In the Federal ReserveDigital currencyWe should refocus on the reform of federal deposit insurance. From a depositor’s perspective, the only significant difference between Federal Reserve digital currency deposits and traditional bank deposits is that the latter have limited deposit insurance coverage.
The Federal Reserve issues two types of central bank money: Federal Reserve paper banknotes and digital banknotes Federal Reserve deposit Recorded in (electronic) ledger entries that do not have a physical format. Federal Reserve Bank digital deposits can only be held by financial institutions (primarily banks) that are eligible to have a primary account with the Federal Reserve Bank.
Most businesses and consumers are prohibited from owning a Federal Reserve Master Account, so exchange central bank money in the form of paper money for “bank money” (equivalent to banknotes in paper of the Federal Reserve) Has a digital currency in the form of possible banknotes). Unlike central bank digital currency, digital deposits issued by banks can suffer losses by default if the bank that issued the deposit goes bankrupt. Bank deposit balances of up to $ 250,000 per depositor are fully insured by the Federal Deposit Insurance Corporation, but the maximum effective insurance coverage for bank deposits is simply to have deposit accounts at multiple banks. You can increase it.
Bank for International Settlements To define The central bank’s digital currency is “a digital payment instrument expressed in national accounting units, which is the direct responsibility of the central bank”. The Federal Reserve’s main account deposits are in central bank digital currency, but current laws and regulations severely limit their ownership. The discussion of the benefits of the Federal Reserve’s issuance of digital currencies is essentially a discussion of the goals and restrictions associated with the Federal Reserve Master Account.
Federal Reserve digital currencies for non-bank depositors can be easily created using existing institutions and payment systems. He invents a new class of bank deposits backed 100% by deposits in the Federal Reserve main account of the issuing bank, the ownership of which is completely separate from other deposit accounts issued by the issuing bank in the Bank Resolution of the FDIC. Can be created by. In other words, if a bank goes bankrupt, the Federal Reserve balance associated with this special category of depositors remains the property of the bank account holder, and these, as the FDIC normally does today, The account will be transferred to another financial institution with the ability to pay. Bank deposits insured in the event of bank failure.
This special type of bank deposit is fully guaranteed by the federal government and should be totally exempt from the assessment of deposit insurance premiums. Unfortunately, new legislation is needed to exclude these deposits from the valuation basis for deposit insurance.

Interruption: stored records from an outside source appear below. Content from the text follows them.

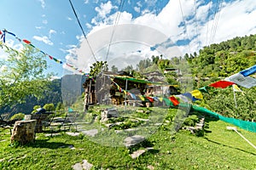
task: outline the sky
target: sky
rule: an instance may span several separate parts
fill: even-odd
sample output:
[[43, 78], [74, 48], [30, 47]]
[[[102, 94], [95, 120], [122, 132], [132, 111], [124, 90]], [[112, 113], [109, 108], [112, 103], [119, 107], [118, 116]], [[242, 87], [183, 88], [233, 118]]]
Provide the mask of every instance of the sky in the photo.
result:
[[[48, 71], [58, 77], [88, 72], [96, 60], [121, 69], [153, 54], [183, 56], [256, 33], [255, 0], [71, 2], [83, 30], [69, 0], [1, 0], [1, 31], [29, 40], [61, 60], [47, 58]], [[9, 47], [22, 48], [10, 34], [5, 41]], [[6, 58], [0, 50], [0, 60]]]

From a practical point of view, there must be a legal delay between when a customer requests that a regular bank deposit be transferred to this new deposit class and the actual transfer is made. .. Banks need a reasonable period of time to adjust their investments to take into account changes in federal main account reserve balances generated by transfers between deposit accounts.
Banks are free to offer these new types of deposits as needed, perhaps with their own limits on the ability of account holders to transfer funds between the bank’s regular deposits and the bank’s digital deposit account. Federal Reserve. Can be provided. These new digital deposits from the Federal Reserve are fully transferable through existing bank payment systems, making real-time retail payment processing available, making them faster and more efficient. No new blockchain payment system network or other modifications to the current payment system are required.
One of the big open questions is whether the Fed should pay interest on the bank balances of these segregated master accounts. If the Fed does not pay interest, these balances will be treated the same as banknotes or banknote deposits before the enactment of the Dodd-Frank Act. If these accounts pay interest, the interest rate may be set differently from the interest rate currently paid by the Fed on the bank’s main account balance. As part of this approach, the special rates of digital currency accounts will be a new tool for the implementation of monetary policy. The “high” rates on these accounts attract money from traditional bank deposits and money market funds to the Fed’s digital currencies, reducing the lending capacity of financial intermediaries and limiting economic growth.
While bank investors run out of traditional bank deposits and money market funds to secure the Fed’s digital currency account, the Fed’s digital currency remains a potential destabilizing force for the financial panic. .. The legally prescribed time between receipt of a disbursement request and its disbursement can be of great help in eradicating these concerns.
Paul H. Kupiec is a resident student at the American Enterprise Institute (AEI) studying systemic risk and the management and regulation of banking and financial markets.